On 7. May 2019 BTC$5.897,00 3.77% part Facebook Twitter LinkedIn xing mail
"time is money": money is a Medium, in order to quantify made to work and to save. In the theory of money, the literature speaks of the so-called "memory function". Individuals do not trust that the value of money lessened by means of in the long run significantly, and are therefore willing to exchange their limited time on earth for money (or work). Anyone who is looking to Venezuela, Argentina or Zimbabwe, the notes that are to be expected with the value storage function of money by means of not always is. Massive Dilution of the money supply in the medium term lead to rising prices and in the long term to the economic crisis, which destroyed confidence in the currency completely. The result of Hyperinflation: a complete devaluation of money and, as a result, the destruction of the savings of entire generations is not uncommon.
Central banks a monopoly on the creation of money
there is A high Inflation is often a result of expansive monetary policy of Central banks. As a Monopolist Central banks to steer the interest rate and take as a direct influence on the amount of money in circulation, i.e. the rate of inflation. In doing so, you have – depending on legislation – largely a free Hand.
Although the inflation rates in democratic countries of the West low, aiming for the European Central Bank (ECB) has an inflation rate of just under two per cent. This is due to the stabilizing effect of monetary policy is acceptable. However, the annual devaluation of the money of about two percent means a twenty per cent loss of value of Savings after ten years. And more: The low level of interest rates on demand deposits, or money market accounts, drive savers to riskier assets. Who realizes that the real value of the held money dissolves with time in air, parks richer the money in income – but also risky – assets.
Not to be denied, for example, in the context of low interest rates policy and rising real estate. "Concrete gold" is as a store of Value and object of speculation.Bitcoin as hard money alternative
fortunately, there is Bitcoin. Because, for the first Time in the history of mankind, there is a Well, the proof is exactly like the human life time finally. With mathematical certainty it can be shown that it will never be more than 21 million units of digital gold will circulate. For the store of value function of money by means of this is an unbeatable Argument. Finally, investors know at the time of your purchase exactly what share of a finite Asset you have accumulated with the purchase of the battery. The transparency of the Blockchain.

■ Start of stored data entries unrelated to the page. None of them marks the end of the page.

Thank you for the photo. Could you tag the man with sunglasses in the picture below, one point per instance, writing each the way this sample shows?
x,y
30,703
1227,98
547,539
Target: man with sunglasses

Who currently holds, for example, only a single Bitcoin, know that it can be no more than 21 million individuals who hold a similar share. Members of the "21-Million-club" is already one of the wealthiest 2.3 percent of all Bitcoin holders.The Bitcoin Rich List, which lists the wealthiest Bitcoin owners. Source: https://bitinfocharts.com/top-100-richest-bitcoin-addresses.html. Difficulty Adjustment as a scarcity of guarantee
All historical funds have one thing in Common: as soon As mankind agrees to it, it increases as a store of Value and medium of exchange, logically, your course. Finally, the number is increasing with increasing user demand and thus the price. However, this has the consequence that the supply side responds: A greater demand generates a higher offer, that is to say Inflation.
unlike all of the unprecedented money supply increase in case of increased demand in the Bitcoin network is not possible. May be a high demand for Bitcoin leads to the entry of miners. Due to the Difficulty Adjustments, the Bitcoin money supply is not increased thereby. The only Difficulty, so the computational difficulty of solving the cryptographic Proof-of-Work puzzles is on the rise. On average, a Block comes in spite of the increased Hash Power every ten minutes to the network and the quantity of money increases (currently) to 12.5 BTC.
In Economics, the price elasticity of supply, so the supply-side response to demand shocks and the Bitcoin to be even smaller than in the case of Gold. In short: An increase in the demand is necessarily correlated be positive with the course.the Stock-to-Flow-Rate-decreasing – A bullishes Signal for Bitcoin
Bitcoins value proposition as the rarest Good of humanity (in addition to the lifetime), also manifests itself in the ratio of existing Supply (Stock) and the percentage of added amount of money (Flow). The ratio of Stock and Flow is called Stock-to-Flow-Rate; and in the case of Bitcoin is extremely low.
Currently it is 25 (17.5 million BTC per year, 0.7 million added = SF 25). So, Bitcoin is, in terms of the scarcity of silver comparable to that after the next Reward Halving (every four years, the Coinbase Reward decreases per Block of 50 per cent) is the SF Rate 50 and is thus almost as high as that of Gold. The higher the SF Rate, the more severe the existing money supply is watered down.
market analyst @planB has cobbled it into a model Course, we focus at this point.
IMO #bitcoin Stock-to-Flow based models are better than time-based models. Both seem to fit past data equally well, but I think time-based models may underestimate in the future. Time will tell. pic.twitter.com/tp9azukA59
planB (@100trillionUSD) May 5, 2019
For the first Time in history, people have the option to save the value in an Asset, the undetectable. The more users Bitcoin generate, the stronger the trust in its store of value function and the higher the price rises. Bitcoin is, in fact, digital Gold.